On Friday, Apple Inc. (NASDAQ:AAPL) shares plunged nearly 4% after announcing its most recent quarterly results. The company reported its fiscal third-quarter revenue and earnings Thursday after markets opened, matching earnings expectations. However, Apple’s revenue fell short of estimates, despite posting significant growth from last year.
The company posted FQ3 GAAP earnings per share of $1.24, in line with the consensus for Street expectations. On the other hand, revenue for the quarter grew by 28.9% from the same quarter a year ago to $83.6 billion, missing analyst expectations by $1.63 billion.
The company cited supply chain constraints as the reason behind the sales miss.
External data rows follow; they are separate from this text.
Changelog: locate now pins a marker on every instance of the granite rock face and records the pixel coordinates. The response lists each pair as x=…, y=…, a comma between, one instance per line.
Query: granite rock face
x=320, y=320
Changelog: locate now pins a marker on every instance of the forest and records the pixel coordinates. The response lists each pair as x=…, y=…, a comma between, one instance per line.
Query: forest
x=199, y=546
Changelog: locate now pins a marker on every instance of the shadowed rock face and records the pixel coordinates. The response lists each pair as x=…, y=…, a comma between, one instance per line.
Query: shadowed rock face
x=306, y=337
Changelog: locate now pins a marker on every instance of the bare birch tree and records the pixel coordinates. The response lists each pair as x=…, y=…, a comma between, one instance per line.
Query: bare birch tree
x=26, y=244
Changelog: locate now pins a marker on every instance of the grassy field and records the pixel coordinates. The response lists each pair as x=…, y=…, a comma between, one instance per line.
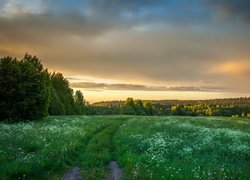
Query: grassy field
x=145, y=147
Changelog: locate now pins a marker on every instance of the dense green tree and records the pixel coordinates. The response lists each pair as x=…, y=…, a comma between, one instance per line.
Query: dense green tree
x=79, y=102
x=139, y=108
x=148, y=109
x=64, y=93
x=25, y=88
x=56, y=107
x=128, y=107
Is Apple’s growth a good bet?
From an investment perspective, Apple’s shares trade at reasonable trailing 12-month and forward P/E ratios of 29.88 and 26.85, respectively. As a result, the stock could be an interesting option for value investors.
In addition, analysts expect the technology giant’s earnings per share to grow by more than 10% this year, before rising at an average annual rate of about 20% over the next five years. There, it could be a compelling option for long-term growth investors.
The stock is up 13.31% this year, thus underperforming the S&P 500 Index, which has gained more than 23%.
Source – TradingView
Technically, Apple shares seem to be trading within an ascending channel formation in the intraday chart. However, the stock pulled back to find the trendline support following its FQ3 results.
Nonetheless, with shares far from reaching oversold conditions, investors could target extended pullbacks at about $143.11, or lower at $139.07, while $149.99 and $154.97 are crucial resistance zones.
It may not be too late to sell
In summary, although Apple is significantly underperforming the S&P 500 Index, Friday’s post-earnings pullback indicates investor concern about supply chain headwinds.
In addition, the stock is far from reaching oversold conditions, leaving room for more declines.